Nursing Interventions and Rationale

  1. Pain Management

    • Assess pain using validated scale regularly and with interventions. Rationale: objective measurement guides analgesic dosing and evaluates effectiveness.

    • Administer prescribed analgesics promptly, following multimodal pain control (opioids, NSAIDs, adjuvants). Rationale: vaso-occlusive pain requires rapid, adequate analgesia to prevent escalation and physiologic stress.

    • Use nonpharmacologic measures (heat application to painful areas, relaxation techniques, distraction, position changes). Rationale: adjuncts can reduce pain perception and opioid needs.

    • Monitor for opioid side effects and implement bowel regimen to prevent constipation. Rationale: minimize adverse effects that impede recovery.

  2. Optimize Oxygenation and Tissue Perfusion

    • Provide supplemental oxygen if hypoxic; monitor SpO2 and respiratory status. Rationale: prevents further sickling by improving oxygen delivery.

    • Monitor neuro status frequently for signs of stroke (sudden weakness, speech changes). Rationale: early detection allows prompt intervention.

    • Avoid extreme temperature changes and hypoxia; provide warming blankets if cold. Rationale: cold and hypoxia promote sickling.

  3. Hydration and Hemodynamic Support

    • Initiate and maintain IV fluids as prescribed; encourage oral fluids as tolerated. Rationale: hydration reduces blood viscosity and helps resolve vaso-occlusion.
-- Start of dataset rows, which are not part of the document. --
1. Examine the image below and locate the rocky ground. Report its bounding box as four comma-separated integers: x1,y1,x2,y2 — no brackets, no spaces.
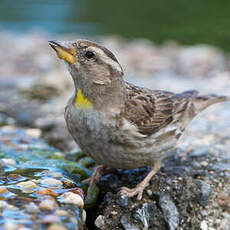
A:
0,32,230,230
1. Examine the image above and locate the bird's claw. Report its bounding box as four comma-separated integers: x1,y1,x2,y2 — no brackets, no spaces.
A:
120,183,148,200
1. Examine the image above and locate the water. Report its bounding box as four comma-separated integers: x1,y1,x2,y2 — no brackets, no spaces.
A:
0,0,230,51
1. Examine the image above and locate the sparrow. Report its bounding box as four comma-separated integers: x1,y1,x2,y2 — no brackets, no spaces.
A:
49,40,230,200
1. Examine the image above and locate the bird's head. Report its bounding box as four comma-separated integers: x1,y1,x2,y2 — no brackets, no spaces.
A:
49,40,124,110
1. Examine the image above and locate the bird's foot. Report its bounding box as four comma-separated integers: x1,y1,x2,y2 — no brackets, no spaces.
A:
120,181,149,200
81,165,111,197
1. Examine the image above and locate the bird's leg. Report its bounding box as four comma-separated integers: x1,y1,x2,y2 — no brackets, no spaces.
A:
120,160,161,200
82,165,109,196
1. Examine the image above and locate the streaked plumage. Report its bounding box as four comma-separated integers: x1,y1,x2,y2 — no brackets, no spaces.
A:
51,40,229,199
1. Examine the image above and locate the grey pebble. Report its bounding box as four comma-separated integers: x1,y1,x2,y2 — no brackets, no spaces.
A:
116,195,129,208
195,180,211,207
159,194,179,230
120,216,140,230
132,203,157,229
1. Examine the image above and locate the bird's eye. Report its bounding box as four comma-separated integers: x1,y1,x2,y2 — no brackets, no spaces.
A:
85,51,95,58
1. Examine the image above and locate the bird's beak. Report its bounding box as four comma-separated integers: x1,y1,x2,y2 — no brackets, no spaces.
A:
49,41,76,64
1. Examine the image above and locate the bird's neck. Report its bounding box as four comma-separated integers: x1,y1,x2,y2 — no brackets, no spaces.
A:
73,79,126,113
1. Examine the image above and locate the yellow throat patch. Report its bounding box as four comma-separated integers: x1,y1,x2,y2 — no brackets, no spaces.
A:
74,89,93,109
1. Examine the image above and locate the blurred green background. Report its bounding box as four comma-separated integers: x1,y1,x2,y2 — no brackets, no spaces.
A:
0,0,230,51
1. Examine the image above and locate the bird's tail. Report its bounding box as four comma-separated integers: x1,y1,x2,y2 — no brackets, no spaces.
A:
194,94,230,112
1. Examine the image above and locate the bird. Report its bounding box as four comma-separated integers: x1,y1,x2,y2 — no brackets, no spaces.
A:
49,39,230,200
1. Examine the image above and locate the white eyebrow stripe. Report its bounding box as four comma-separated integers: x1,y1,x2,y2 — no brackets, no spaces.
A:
88,46,122,72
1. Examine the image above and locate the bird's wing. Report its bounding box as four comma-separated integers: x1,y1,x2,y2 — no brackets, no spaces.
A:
123,83,197,135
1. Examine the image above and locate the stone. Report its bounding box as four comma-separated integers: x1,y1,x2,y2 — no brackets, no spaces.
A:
116,195,129,208
58,192,84,208
195,180,211,207
39,196,58,210
94,215,105,230
120,216,140,230
159,194,179,230
40,177,62,188
132,203,157,229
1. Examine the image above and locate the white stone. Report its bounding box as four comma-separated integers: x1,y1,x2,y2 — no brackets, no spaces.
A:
40,177,62,187
58,192,84,208
94,215,105,229
200,220,208,230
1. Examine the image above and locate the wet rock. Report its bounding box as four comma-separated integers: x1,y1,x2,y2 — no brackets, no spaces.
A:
217,194,230,210
58,192,84,208
40,178,62,188
17,181,37,193
121,216,140,230
189,148,209,157
95,215,106,230
36,188,59,197
132,203,157,229
0,126,88,230
200,220,208,230
116,195,129,207
195,180,211,207
47,224,67,230
39,196,58,210
159,194,179,230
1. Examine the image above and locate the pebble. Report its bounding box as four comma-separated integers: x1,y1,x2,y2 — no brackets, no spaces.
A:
39,214,61,224
159,194,179,230
47,224,67,230
0,200,8,209
1,158,16,166
55,209,69,216
26,129,42,138
40,177,62,188
17,181,37,193
25,202,39,214
39,196,58,210
58,192,84,208
116,195,129,207
36,188,59,197
132,203,157,230
94,215,105,230
200,220,208,230
82,209,87,223
120,216,140,230
195,180,211,207
0,186,8,194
    • Monitor intake and output, daily weights, and electrolytes. Rationale: detect fluid imbalances and guide therapy.

  4. Infection Prevention and Management

    • Perform thorough assessment for infection; obtain cultures and start antibiotics promptly for fever. Rationale: febrile illness in SCD can rapidly progress; early antibiotics reduce morbidity.

    • Ensure immunizations are up to date and provide patient education on pneumococcal, meningococcal, and influenza vaccines. Rationale: splenic dysfunction increases susceptibility to encapsulated organisms.

    • Teach and reinforce hand hygiene and wound care as applicable. Rationale: decrease infection risk.

  5. Manage Anemia and Transfusion Needs

    • Monitor hemoglobin and reticulocyte count; prepare for transfusion when indicated. Rationale: transfusion may be necessary for acute chest syndrome, severe anemia, or stroke prevention.

    • Screen and document transfusion reactions; follow transfusion protocols (type, crossmatch).